What is perhaps problematic about the production is that it seems to take the easy way out in its portrayal of Medea, in resorting to presenting her as the woman scorned and driven mad by desire and betrayal. While the murder scene of her children is exquisitely and hauntingly done – with the entire set throbbing purple and white as an awful deep mechanical groan sounds and a stream of blood splatters across the immaculate white of her home’s wall – and indisputably conveys the instability of Medea as she murders her progeny, the ending is much less dramatic and successful. Contrary to the original text where her father then Sun (changed to “grandfather” in this production) rescues her at the end in grand dramatic fashion, it instead ends with Medea standing in the middle of dipping pool centre stage, flinging drops of water at the collapsed Jason who is upstage left. It is a weak ending, with an undertone that the strength of this woman – and women in general – is really flimsy and unsubstantial.
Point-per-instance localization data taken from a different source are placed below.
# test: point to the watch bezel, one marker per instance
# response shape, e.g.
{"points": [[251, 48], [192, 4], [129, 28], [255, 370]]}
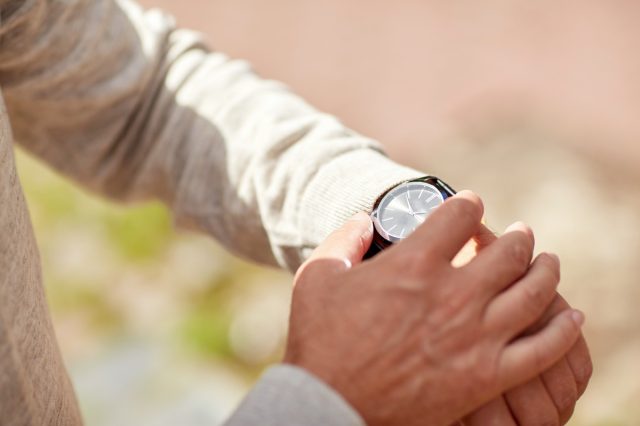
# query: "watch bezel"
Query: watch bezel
{"points": [[441, 187]]}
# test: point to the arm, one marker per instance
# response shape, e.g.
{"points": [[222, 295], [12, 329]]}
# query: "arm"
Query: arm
{"points": [[127, 105]]}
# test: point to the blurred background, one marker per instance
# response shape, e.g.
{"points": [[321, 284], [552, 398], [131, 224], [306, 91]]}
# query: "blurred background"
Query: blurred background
{"points": [[534, 105]]}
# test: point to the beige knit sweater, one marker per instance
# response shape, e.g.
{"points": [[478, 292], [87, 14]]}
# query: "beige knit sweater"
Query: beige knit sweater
{"points": [[127, 105]]}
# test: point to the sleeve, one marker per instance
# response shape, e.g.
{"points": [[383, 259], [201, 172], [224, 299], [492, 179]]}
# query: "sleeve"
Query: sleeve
{"points": [[289, 396], [124, 103]]}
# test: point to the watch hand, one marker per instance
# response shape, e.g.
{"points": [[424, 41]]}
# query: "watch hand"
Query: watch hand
{"points": [[426, 211], [409, 204]]}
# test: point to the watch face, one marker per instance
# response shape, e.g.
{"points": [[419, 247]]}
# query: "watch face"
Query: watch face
{"points": [[405, 208]]}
In addition to this, Euripides also emphasises Medea’s identity as a cultural other, as a sorceress and demi-goddess from Colchis, now married to a Greek and living in his lands. His text repeats endlessly that she has wronged her father and is now banished from her native land, and feeling alone and helpless and betrayed on foreign unfriendly soil. Indeed, her solace is that she can escape with her friend Aegeus to Athens. What is interesting is that she and Aegeus are supposed to be the cultural others, ethnically and racially different from the Corinthians. One might expect this to come across somehow in the casting or performance of the role. All but two (one Chorus woman and Aegeus) of the cast are white. Yet, though Aegeus is visually marked as a cultural other by his being black, there is nothing – not in manner of speech, accent, or appearance – which sets Medea apart from the rest. So while the text suggests that ethnic and cultural identity are important in the play, the production seems to all but ignore it. This seems strange given how timely the idea of the plight of immigrants in “first world” countries is today, with African, Middle Eastern and Asian immigrants being barred from entering North America and Europe, and being harassed and blacklisted when already residing there. The production’s oversight of this was disappointing.